Before I became a reviewer
, and earned (I hope) the privilege of being sent books and .mobi files by publishers, I had been a lifetime library user. Crime Fiction was my first and last love, and in my regular Saturday afternoon trawl through the shelves, there were certain authors whose names I always sought out. In no particular order, these would include Jim Kelly, Phil Rickman, John Connolly, John Sandford, Val McDermid, Mark Billingham, Jonathan Kellerman, James Lee Burke, Graham Hurley, Christopher Fowler – and Graham Ison.

The Graham Ison books were slimmish-volumes, usually the Brock and Poole series, but my favourites were always the Hardcastle books. Ernie Hardcastle was a London copper in and around the years of The Great War. He could come over brusque in his dealings, but other might use the word ‘avuncular’. He distrusted innovations such as the telephone, but had a true copper’s nose for villains. A couple of his books are reviewed here, but inevitably, ‘time, like an ever-rolling stream, bears all its sons away..‘ Thankfully, in Hardcastle’s Secret Agent, Ernie is still with us, but long since retired, and the Hardcastle concerned is his son Walter, now a rising star in the Metropolitan Police.

HSAWe are, as ever, in London, but it is 1940. The Phony War is over, and the Luftwaffe are targetting industrial sites they believe to be involved in making parts for military aircraft. When several important employees of one such factory are burgled – clearly by an expert – but with nothing other than trinkets stolen, Hardcastle believes he may be on the track of a German spy on the look-out for plans, blueprints or important military information. Hardcastle has to deal with The Special Branch, but finds them about as co-operative as they were with his father a couple of decades earlier. This has a certain tinge of irony, as part of the author’s distinguished police career was spent as a Special Branch Operative.

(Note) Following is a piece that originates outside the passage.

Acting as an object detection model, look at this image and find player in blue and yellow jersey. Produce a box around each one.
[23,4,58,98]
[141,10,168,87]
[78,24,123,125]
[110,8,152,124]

The search for the German spy withers on the branch, but Hardcastle has other fish to fry. A prostitute – or at least, a young woman who was free with her favours –  has been found beaten to death, and the hunt for her killer takes Hardcastle into military quarters.

Eventually, Walter Hardcastle gets both of his men, and on the way we have a vividly recreated world of an England struggling to come to grips with a new world war. Not one that is being fought far away on some foreign field, but one which is brought to people’s very hearths and homes every single night. Hardcastle’s Secret Agent is published by Severn House/Canongate Books and will be out on 1st May.

Sad to relate, Graham Ison died suddenly in late 2020 before he could complete this book. It was finished with the help of his son Roger. Graham Ison was prolific, certainly, and critics might argue that he stuck to a reliable formula in each of his series, and never ventured into unfamiliar territory. Neither was he a darling of the crime fiction festival circuit, but I suspect after decades working as a policeman that never bothered him. What he was, however, was a reliable name for readers who bought his books and – importantly – library borrowers, who knew that they could rely on him for a story well told, and if his words took them into familiar territory, then that was nothing for either reader or writer to be ashamed about.